Node 2: Data usage is 45%(14890 32K pages of total 32768)
Node 2: Index usage is 19%(3120 8K pages of total 16416)
ndb_mgm> Node 3: Data usage is 45%(14890 32K pages of total 32768)
Node 3: Index usage is 19%(3121 8K pages of total 16416)


Run OPTIMIZE TABLE:


mysql> optimize table t5;
+---------+----------+----------+----------+
| Table | Op | Msg_type | Msg_text |
+---------+----------+----------+----------+
| test.t5 | optimize | status | OK |
+---------+----------+----------+----------+
1 row in set (1 min 41.94 sec)



CPU UTIL during OPTIMIZE TABLE:
User:23.8% Sys: 4.9% ndbd

Memory usage after OPTIMIZE TABLE:


ndb_mgm> Node 2: Data usage is 39%(13090 32K pages of total 32768)
Node 2: Index usage is 19%(3120 8K pages of total 16416)
Node 3: Data usage is 39%(13090 32K pages of total 32768)
Node 3: Index usage is 19%(3121 8K pages of total 16416)


Delete 500K (50%) of the records from t6:

mysql> set ndb_use_transactions=0;
Query OK, 0 rows affected (0.00 sec)

mysql> delete from t6 limit 100000;
Query OK, 100000 rows affected (2.77 sec)

mysql> delete from t6 limit 100000;
Query OK, 100000 rows affected (3.05 sec)

mysql> delete from t6 limit 100000;
Query OK, 100000 rows affected (3.12 sec)

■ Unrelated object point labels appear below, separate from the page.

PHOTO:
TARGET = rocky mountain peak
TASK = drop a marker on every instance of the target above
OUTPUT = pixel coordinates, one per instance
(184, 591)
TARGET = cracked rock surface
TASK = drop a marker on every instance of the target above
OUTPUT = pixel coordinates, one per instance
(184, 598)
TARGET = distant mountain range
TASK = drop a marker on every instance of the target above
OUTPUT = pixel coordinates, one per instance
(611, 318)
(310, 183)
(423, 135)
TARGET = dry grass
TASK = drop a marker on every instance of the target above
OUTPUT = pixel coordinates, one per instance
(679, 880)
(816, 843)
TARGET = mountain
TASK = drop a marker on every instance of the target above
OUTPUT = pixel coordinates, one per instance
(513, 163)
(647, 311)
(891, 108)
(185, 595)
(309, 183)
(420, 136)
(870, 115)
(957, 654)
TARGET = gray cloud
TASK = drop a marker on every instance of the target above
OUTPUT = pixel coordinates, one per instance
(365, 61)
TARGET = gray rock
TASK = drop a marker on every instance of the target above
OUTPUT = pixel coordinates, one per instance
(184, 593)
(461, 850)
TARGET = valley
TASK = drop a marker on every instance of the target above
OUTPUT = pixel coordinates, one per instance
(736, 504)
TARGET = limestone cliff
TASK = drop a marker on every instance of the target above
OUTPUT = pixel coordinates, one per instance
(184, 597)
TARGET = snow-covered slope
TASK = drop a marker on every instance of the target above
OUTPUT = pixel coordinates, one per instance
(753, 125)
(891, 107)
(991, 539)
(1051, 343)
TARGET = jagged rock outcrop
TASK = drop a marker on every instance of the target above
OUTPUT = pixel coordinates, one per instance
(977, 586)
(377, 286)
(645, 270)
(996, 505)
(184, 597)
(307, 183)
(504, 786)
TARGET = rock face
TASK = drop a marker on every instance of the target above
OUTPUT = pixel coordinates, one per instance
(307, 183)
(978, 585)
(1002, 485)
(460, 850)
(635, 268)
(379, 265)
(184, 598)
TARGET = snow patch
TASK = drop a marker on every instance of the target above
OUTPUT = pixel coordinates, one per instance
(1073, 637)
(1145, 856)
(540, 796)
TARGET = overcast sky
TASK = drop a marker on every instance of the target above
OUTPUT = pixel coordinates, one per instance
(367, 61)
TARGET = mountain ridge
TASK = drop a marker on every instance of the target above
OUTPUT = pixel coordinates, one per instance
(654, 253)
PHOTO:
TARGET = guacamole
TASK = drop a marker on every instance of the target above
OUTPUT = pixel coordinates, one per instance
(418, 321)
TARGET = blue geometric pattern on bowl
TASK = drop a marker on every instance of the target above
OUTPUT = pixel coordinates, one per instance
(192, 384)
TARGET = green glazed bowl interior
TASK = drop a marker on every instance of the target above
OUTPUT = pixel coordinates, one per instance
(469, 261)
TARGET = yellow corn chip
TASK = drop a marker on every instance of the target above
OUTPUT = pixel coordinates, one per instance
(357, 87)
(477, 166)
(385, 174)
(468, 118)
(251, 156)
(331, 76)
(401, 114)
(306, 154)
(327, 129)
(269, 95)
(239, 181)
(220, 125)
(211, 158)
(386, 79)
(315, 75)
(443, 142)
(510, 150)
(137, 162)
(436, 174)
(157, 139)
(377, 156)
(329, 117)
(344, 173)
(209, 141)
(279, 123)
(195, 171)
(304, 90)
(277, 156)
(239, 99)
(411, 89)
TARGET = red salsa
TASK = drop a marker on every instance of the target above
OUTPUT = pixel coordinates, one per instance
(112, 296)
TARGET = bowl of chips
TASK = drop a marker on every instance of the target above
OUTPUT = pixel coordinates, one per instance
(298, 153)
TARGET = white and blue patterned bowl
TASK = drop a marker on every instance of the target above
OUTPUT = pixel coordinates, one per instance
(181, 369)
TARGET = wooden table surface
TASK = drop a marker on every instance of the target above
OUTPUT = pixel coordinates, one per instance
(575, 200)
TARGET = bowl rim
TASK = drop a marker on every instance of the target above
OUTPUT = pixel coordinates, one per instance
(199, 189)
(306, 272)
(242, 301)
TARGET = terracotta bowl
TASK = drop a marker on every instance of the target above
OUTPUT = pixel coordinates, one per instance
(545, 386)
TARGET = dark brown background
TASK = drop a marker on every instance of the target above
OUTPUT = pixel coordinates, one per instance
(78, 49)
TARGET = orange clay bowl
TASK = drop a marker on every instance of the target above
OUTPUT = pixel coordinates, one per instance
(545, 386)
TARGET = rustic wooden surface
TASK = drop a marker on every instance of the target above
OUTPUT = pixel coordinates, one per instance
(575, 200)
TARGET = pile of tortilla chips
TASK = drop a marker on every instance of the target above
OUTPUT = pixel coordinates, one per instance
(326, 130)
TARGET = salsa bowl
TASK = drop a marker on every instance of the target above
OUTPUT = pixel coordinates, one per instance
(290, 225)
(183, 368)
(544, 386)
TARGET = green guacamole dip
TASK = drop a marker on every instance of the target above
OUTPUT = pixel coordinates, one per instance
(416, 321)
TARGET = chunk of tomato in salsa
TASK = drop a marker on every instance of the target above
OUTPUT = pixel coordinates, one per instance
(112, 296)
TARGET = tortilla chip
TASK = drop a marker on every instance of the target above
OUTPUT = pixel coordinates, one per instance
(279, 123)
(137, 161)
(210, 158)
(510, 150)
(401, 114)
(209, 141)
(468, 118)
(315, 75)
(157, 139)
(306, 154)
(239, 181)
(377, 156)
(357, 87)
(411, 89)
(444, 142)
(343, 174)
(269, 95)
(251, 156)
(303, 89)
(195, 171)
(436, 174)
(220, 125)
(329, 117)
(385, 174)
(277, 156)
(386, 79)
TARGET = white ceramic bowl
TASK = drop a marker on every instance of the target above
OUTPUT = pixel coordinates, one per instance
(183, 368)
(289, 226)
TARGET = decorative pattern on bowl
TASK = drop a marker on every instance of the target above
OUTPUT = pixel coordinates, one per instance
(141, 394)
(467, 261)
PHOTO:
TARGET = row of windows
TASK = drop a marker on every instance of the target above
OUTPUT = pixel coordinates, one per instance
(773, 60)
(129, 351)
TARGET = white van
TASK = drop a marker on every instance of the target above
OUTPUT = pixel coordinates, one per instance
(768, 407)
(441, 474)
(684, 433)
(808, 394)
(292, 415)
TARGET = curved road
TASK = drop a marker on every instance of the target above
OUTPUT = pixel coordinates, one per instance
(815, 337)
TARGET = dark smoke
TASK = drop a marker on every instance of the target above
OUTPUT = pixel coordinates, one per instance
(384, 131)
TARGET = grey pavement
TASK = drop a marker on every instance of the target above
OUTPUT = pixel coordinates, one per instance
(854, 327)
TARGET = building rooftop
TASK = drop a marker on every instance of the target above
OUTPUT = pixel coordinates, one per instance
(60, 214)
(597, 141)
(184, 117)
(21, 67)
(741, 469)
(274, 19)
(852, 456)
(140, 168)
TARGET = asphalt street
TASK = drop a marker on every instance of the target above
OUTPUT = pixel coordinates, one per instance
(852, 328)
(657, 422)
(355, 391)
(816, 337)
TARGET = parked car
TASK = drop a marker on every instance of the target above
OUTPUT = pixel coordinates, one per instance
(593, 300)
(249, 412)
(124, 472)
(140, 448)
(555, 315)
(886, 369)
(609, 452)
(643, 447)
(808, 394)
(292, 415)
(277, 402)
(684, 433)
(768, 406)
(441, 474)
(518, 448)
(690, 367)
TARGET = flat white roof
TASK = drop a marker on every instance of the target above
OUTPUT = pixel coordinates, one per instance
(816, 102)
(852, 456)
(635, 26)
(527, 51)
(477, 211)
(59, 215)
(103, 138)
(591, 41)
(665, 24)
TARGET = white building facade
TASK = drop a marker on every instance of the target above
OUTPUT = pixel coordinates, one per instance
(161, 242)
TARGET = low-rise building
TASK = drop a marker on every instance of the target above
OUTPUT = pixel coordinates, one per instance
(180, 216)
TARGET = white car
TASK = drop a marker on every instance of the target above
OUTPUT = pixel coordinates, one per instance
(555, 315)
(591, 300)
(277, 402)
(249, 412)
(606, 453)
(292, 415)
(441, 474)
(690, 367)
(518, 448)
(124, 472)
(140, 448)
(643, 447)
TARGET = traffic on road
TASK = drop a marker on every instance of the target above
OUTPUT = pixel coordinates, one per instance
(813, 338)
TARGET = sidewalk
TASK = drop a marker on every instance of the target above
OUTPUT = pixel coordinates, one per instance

mysql> delete from t6 limit 100000;
Query OK, 100000 rows affected (3.19 sec)

mysql> delete from t6 limit 100000;
Query OK, 100000 rows affected (3.24 sec)


Memory usage after deletion:


Node 2: Data usage is 39%(13090 32K pages of total 32768)
Node 2: Index usage is 15%(2521 8K pages of total 16416)
Node 3: Data usage is 39%(13090 32K pages of total 32768)
Node 3: Index usage is 15%(2522 8K pages of total 16416)


Run OPTIMIZE TABLE:


mysql> optimize table t6;
+---------+----------+----------+----------+
| Table | Op | Msg_type | Msg_text |
+---------+----------+----------+----------+
| test.t6 | optimize | status | OK |
+---------+----------+----------+----------+
1 row in set (1 min 45.83 sec)


Memory usage after OPTIMIZE TABLE:


Node 2: Data usage is 28%(9249 32K pages of total 32768)
Node 2: Index usage is 15%(2521 8K pages of total 16416)
Node 3: Data usage is 28%(9249 32K pages of total 32768)
Node 3: Index usage is 15%(2522 8K pages of total 16416)


After restart of node 3:


Node 2: Data usage is 28%(9249 32K pages of total 32768)
Node 2: Index usage is 15%(2521 8K pages of total 16416)
Node 3: Data usage is 26%(8568 32K pages of total 32768)
Node 3: Index usage is 13%(2236 8K pages of total 16416)


Only two percent diff between rolling restart and OPTIMIZE TABLE. Excellent. Thank you Jonas for fixing this.